Y entonces se introduce en mí, mi cuerpo de 12 años se desgarra como la primera vez. Siempre me
recuerdan la primera vez, las embestidas son una marea negra que trae recuerdos rojos a mis ojos
nebulosos de lágrimas y a mis puños tensos de rencor. Soy el monstruo que alimenta al monstruo,
el círculo que se repite, la prolongación de una violación mil veces deseada. Merezco morir tanto o
más que todos aquellos que han tomado mi cuerpo de 12 años durante todos estos siglos.
Como todas las veces el sexo me huele a cuarto infantil, a miedo salado, a mi padre, a mi primera
erección. ¿Por qué no lo hace más duro? ¿Más cruel? ¿Por qué no puede partirme en dos?

Se viene. Me impregna de su fetidez y su olor se me hace insoportable. El cambio es abrupto, pero


no me sorprende. Se quita de encima mío y me encuentra llorando, me abrazo las rodillas. Se limpia
con mi ropa, se levanta y comienza a vestirse. Pero no se irá, nunca lo hacen, me tienen allí, ya
usado, ya pueden dar mil pasos donde dieron el primero, todo depende de lo que tarde la erección.

Una capa fría de miedo y odio recubre todo mi cuerpo, recubre toda mi alma, si es que aún tengo.
Son estos los hombres que matan mujeres a diario y salen en las noticias condenando a los
homosexuales. “Enfermos” nos dicen.
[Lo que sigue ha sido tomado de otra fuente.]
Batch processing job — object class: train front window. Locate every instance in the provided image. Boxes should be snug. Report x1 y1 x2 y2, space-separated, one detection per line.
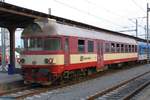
23 38 61 51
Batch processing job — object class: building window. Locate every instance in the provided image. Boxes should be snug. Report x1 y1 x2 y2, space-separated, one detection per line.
105 43 110 53
88 41 94 52
116 44 120 53
132 45 134 52
121 44 124 53
111 43 115 52
78 40 85 53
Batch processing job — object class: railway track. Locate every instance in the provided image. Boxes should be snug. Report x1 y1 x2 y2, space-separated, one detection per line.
87 71 150 100
0 70 110 100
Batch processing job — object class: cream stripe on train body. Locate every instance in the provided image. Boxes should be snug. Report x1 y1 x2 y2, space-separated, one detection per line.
104 53 138 60
21 54 64 65
70 54 97 64
21 53 138 65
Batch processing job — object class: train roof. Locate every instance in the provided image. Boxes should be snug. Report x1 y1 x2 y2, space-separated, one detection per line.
0 2 146 42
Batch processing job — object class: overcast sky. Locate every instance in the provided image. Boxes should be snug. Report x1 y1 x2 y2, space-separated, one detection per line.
5 0 150 45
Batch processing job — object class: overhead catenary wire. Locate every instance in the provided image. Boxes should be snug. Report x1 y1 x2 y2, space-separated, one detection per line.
132 0 146 13
54 0 126 27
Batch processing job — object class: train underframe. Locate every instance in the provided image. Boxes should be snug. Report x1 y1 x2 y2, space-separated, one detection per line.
22 60 142 85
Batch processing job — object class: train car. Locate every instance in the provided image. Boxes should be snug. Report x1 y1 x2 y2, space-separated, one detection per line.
138 42 150 62
20 19 138 84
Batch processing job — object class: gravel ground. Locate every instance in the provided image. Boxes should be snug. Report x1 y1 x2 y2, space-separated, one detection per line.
131 85 150 100
28 65 150 100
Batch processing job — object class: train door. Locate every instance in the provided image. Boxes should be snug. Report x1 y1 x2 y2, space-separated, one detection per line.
97 41 103 67
64 37 69 66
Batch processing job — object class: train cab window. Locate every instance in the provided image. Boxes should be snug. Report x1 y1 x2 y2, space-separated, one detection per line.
111 43 116 52
132 45 134 52
125 45 129 52
105 43 110 53
44 38 61 51
88 41 94 52
116 44 120 53
78 40 85 53
121 44 124 53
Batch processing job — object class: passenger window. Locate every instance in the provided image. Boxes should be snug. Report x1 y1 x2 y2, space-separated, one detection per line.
65 38 69 51
116 44 120 53
121 44 124 53
135 45 137 52
132 45 134 52
111 43 115 52
125 45 129 52
78 40 85 53
88 41 94 52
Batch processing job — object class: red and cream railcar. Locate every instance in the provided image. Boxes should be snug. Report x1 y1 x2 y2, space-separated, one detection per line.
20 19 137 83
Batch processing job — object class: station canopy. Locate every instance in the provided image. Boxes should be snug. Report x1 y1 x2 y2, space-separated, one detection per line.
0 2 146 40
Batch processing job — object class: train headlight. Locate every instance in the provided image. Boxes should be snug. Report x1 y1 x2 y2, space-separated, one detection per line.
44 58 53 64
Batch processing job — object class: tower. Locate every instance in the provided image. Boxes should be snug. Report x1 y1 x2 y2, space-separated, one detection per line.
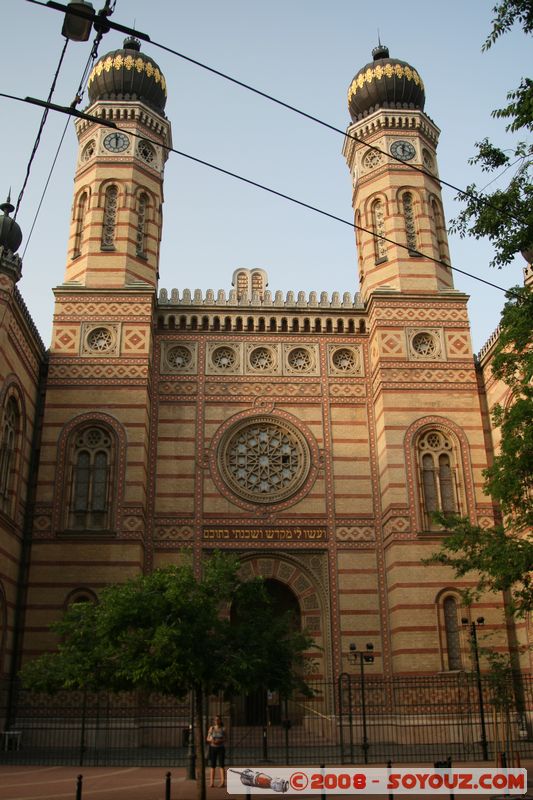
344 45 498 673
65 38 171 289
344 45 453 299
23 39 171 648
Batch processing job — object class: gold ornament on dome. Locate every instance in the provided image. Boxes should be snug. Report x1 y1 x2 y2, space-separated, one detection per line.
348 64 424 100
87 53 167 95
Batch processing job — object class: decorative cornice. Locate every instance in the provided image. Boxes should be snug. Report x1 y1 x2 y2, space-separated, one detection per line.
158 289 365 311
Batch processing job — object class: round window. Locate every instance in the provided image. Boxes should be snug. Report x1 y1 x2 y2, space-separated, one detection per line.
250 347 276 370
332 347 357 372
288 347 313 372
87 328 113 353
218 417 311 503
211 347 236 369
413 333 439 358
167 345 192 369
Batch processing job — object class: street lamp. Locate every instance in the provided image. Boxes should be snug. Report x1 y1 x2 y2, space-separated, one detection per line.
61 0 94 42
348 642 374 764
461 617 489 761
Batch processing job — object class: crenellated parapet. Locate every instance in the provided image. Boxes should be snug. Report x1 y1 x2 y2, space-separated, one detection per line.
159 289 364 311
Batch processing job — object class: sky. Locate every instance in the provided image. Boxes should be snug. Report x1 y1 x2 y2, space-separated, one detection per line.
0 0 531 351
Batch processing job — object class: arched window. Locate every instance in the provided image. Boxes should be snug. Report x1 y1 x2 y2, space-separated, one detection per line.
430 199 448 261
72 192 87 258
402 192 417 255
252 271 265 300
65 588 98 608
67 425 114 531
442 595 463 669
237 271 250 300
135 192 148 258
372 200 387 263
101 185 118 250
0 397 20 513
417 430 459 529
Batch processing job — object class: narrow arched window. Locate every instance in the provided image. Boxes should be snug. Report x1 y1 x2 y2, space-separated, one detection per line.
372 200 387 261
402 192 417 255
101 186 118 250
442 595 463 669
135 192 148 258
68 426 113 530
418 430 459 528
0 397 20 512
431 200 449 261
237 271 250 300
252 272 265 300
72 192 87 258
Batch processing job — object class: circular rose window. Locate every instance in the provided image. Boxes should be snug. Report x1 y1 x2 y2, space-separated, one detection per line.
218 417 311 503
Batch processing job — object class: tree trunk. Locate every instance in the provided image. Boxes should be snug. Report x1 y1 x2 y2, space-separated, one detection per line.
194 686 206 800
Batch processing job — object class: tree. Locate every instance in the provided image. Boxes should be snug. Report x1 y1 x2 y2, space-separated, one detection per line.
428 0 533 615
451 0 533 267
21 553 312 800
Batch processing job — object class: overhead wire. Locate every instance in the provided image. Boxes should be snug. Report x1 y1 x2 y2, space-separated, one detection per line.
23 0 522 228
20 0 116 258
4 92 508 293
13 38 69 219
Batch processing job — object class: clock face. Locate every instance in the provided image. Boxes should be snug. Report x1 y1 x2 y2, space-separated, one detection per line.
390 139 416 161
104 133 130 153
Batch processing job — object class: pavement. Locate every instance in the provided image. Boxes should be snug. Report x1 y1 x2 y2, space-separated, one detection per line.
0 761 533 800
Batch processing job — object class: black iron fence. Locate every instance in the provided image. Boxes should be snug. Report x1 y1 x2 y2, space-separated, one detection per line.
0 673 533 766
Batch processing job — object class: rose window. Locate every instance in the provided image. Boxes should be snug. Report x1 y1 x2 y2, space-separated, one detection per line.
333 347 357 372
250 347 274 370
413 333 438 358
288 347 312 372
219 417 310 503
167 346 192 369
211 347 236 369
87 328 113 353
419 431 452 450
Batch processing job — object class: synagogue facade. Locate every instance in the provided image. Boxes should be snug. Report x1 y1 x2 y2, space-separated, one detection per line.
0 39 530 712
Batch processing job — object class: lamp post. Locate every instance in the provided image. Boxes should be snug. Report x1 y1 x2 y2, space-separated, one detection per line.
348 642 374 764
187 689 196 781
461 617 489 761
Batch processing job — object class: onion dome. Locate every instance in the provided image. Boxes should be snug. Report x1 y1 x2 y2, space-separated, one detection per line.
348 44 426 122
88 36 167 114
0 197 22 253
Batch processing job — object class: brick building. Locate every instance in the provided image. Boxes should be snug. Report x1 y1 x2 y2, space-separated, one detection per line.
0 39 529 720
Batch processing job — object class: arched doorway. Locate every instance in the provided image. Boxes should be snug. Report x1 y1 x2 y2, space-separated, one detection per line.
230 578 302 726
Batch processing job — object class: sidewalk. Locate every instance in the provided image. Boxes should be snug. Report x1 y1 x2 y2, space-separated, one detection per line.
0 760 533 800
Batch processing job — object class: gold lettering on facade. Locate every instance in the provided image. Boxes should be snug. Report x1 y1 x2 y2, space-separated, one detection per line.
203 528 327 542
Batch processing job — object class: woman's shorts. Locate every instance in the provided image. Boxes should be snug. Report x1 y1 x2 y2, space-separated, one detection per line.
208 744 226 767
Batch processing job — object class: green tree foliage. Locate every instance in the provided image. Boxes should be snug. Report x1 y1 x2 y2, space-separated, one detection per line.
429 0 533 615
430 287 533 615
451 0 533 267
21 553 312 800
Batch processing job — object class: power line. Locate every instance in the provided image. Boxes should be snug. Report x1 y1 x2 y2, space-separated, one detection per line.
13 39 68 219
23 0 523 227
19 0 116 258
0 92 508 292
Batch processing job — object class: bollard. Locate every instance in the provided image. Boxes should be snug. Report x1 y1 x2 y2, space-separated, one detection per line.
387 759 394 800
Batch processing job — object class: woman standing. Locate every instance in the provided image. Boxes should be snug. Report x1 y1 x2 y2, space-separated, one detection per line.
207 716 226 786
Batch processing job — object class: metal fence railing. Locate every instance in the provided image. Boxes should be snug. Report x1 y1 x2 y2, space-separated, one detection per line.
0 673 533 766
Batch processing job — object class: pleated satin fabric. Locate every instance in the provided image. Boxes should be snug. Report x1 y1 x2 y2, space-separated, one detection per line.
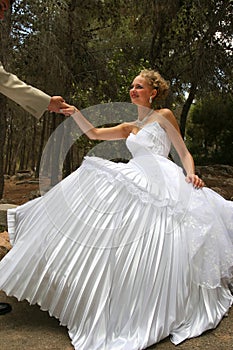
0 123 233 350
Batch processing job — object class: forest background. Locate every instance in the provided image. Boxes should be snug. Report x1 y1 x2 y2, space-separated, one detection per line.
0 0 233 198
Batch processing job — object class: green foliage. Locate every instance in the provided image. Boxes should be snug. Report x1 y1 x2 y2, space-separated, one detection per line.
187 94 233 165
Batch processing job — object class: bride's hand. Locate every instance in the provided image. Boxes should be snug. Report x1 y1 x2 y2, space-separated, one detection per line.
60 105 78 117
185 174 205 188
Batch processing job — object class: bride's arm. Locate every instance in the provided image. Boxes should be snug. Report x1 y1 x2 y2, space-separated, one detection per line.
62 106 133 140
158 109 204 188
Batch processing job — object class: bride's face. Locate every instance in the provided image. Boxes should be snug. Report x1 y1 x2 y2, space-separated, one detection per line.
129 75 154 107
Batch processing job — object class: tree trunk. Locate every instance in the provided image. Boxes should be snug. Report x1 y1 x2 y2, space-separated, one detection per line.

Son los exhibicionistas a la salida del colegio, son el trauma
de sus hijas, son ellos quienes dan cuerpo a la Cultura de la Violación y aquí estoy yo: Deseándoles,
rogándoles que me hagan objeto de su sombra. Soy el monstruo que alimenta al monstruo.

Para este punto la sangre solo lo excita más. Me voltea, me abre las piernas y me lleva hacia sí y yo,
por las lágrimas de Lucifer, le agradezco. De nuevo las embestidas, pero esta vez no se trata de él,
sino de mí. Siento la sangre fluir por sus venas, el torrente es una cascada de adrenalina. Soy el
marinero de aquel río carmesí que nace en la violencia y desemboca en la muerte. Su olor fétido de
abusador mortal comienza a molestarme y aprieto su cadera con mis piernas y nos fundimos en un
abrazo de asco y odio. Somos Caín violando a Abel.

Es entonces cuando mi abrazo se hace inexpugnable y me convierto en prisión. Medusa y su


prisionero de piedra. Grita cuando mis ojos se vuelven totalmente negros y sonrío, y mis colmillos le
aterran con el brillo plateado de una luna hostil. Aprieto y quiebro su pelvis, mis garras se hunden
debajo de sus costillas y sus quejidos de cerdo de matadero acarician mis oídos. Quiere huir y ruega
¡Ruega!

Para este momento mis orificios ya han sanado, mi piel ya no sangra y puedo alimentarme. Abro
mis fauces y clavo mis caninos en su yugular, entonces eyaculo.

Me lo hizo a mí, pero no se lo hará a nadie más.